Tumor rupture is a rare complication of PPGL that reported as 3.8–24.5% in previous reports [6,7,8]. It profoundly affects the circulatory system and can be potentially lethal [1]. The mortality rate associated with ruptured PCC is approximately 30% [4]. The mechanism of PPGL rupture is unclear, and rupture could be an early manifestation, even in nonfunctional PPGL [5]. Elective surgeries for ruptured functional PCC after successful antihypertensive therapy reduce associated mortality rates when compared to emergency surgeries [4]. Furthermore, TAE has recently been reported as a suitable option for ruptured PCC to achieve hemodynamic stabilization and permit elective surgery [9]. In 1978, Bunuan et al. first reported that surgical resection 24 h after TAE successfully removed infarcted PCC without hemodynamic incidents [10]. Edo et al. reported that in 74 cases of PCC rupture, the mortality rate of patients who underwent emergency surgery was approximately 40%. There was no mortality in the six patients who underwent elective surgery after TAE [9]. Kobayashi et al. also recommend elective surgery for hemorrhagic PCC after stabilization of circulatory dynamics using TAE [4].

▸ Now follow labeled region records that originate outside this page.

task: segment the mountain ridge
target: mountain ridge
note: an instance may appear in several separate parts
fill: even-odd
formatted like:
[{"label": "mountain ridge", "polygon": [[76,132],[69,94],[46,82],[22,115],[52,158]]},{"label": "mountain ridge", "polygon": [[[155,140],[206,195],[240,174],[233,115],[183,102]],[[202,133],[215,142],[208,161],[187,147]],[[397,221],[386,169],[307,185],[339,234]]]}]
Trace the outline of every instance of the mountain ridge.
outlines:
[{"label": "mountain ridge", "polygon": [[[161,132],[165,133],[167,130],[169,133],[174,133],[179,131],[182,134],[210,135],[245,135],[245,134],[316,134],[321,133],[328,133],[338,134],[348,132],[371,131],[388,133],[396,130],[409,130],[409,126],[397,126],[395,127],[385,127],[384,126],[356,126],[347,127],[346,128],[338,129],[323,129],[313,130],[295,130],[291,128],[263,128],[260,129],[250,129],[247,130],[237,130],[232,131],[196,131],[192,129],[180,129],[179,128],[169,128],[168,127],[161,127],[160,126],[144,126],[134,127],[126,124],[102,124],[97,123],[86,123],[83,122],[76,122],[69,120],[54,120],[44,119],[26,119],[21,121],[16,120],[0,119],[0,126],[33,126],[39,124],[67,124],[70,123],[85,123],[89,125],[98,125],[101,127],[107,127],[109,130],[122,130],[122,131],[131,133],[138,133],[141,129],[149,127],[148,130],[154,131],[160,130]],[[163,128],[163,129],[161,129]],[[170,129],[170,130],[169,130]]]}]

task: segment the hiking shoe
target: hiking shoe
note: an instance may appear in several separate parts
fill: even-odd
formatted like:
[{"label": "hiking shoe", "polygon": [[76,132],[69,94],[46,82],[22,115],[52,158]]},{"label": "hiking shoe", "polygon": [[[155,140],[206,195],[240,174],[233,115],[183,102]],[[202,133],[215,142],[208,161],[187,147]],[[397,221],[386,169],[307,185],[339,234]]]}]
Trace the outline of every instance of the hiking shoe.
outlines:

Intraoperative manipulation of a PPGL has been found to result in measurable catecholamine release and significant hemodynamic perturbations [11, 12]. TAE rapidly reduces blood flow to the PCC and inhibits catecholamine secretion, which may lead to rapid stabilization of blood pressure and symptom relief [4]. Previously, one case of TAE treatment was reported for an unruptured retroperitoneal PGL with blood pressure fluctuations, abdominal pain, and hypercatecholaminuria, indicating a hypercatecholamine crisis. TAE of the left inferior phrenic artery successfully relieved abdominal pain and returned serum catecholamine levels to the normal range before elective surgical resection [13]. Although this is the only reported case of TAE treatment for PGL, TAE also worked efficiently in reducing catecholamine levels and perioperative management in our own case. 9 of 10 reported cases including our own case in which surgery was performed after TAE for spontaneous rupture of PPGL successfully completed surgical resection of tumor (Table 1). The dead case was unable to control bleeding either TAE or following operation resulted severe condition due to large amount of blood loss. All the data available cases were normalized their elevation of serum catecholamine level after TAE before surgery. Taken together with our case, TAE could be an option for controlling catecholamine levels in functional PGL. Because PGL arises from an uncertain location, the indication of TAE for PGL depends on the vascular supply. Emergency TAE under close monitoring is an important option for PGL cases with persistent hemorrhage due to tumor rupture [20]. Although further accumulation of cases is needed, TAE would be a potential preconditioning even for the unruptured cases to normalize catecholamine levels for safer intraoperative management.

Table 1 Summary of reported PPGL cases treated by TAE following operation

Conclusion

We report the successful management of a patient who underwent elective surgery after TAE for spontaneous PGL rupture. TAE for PGL could be a useful option functional PGL.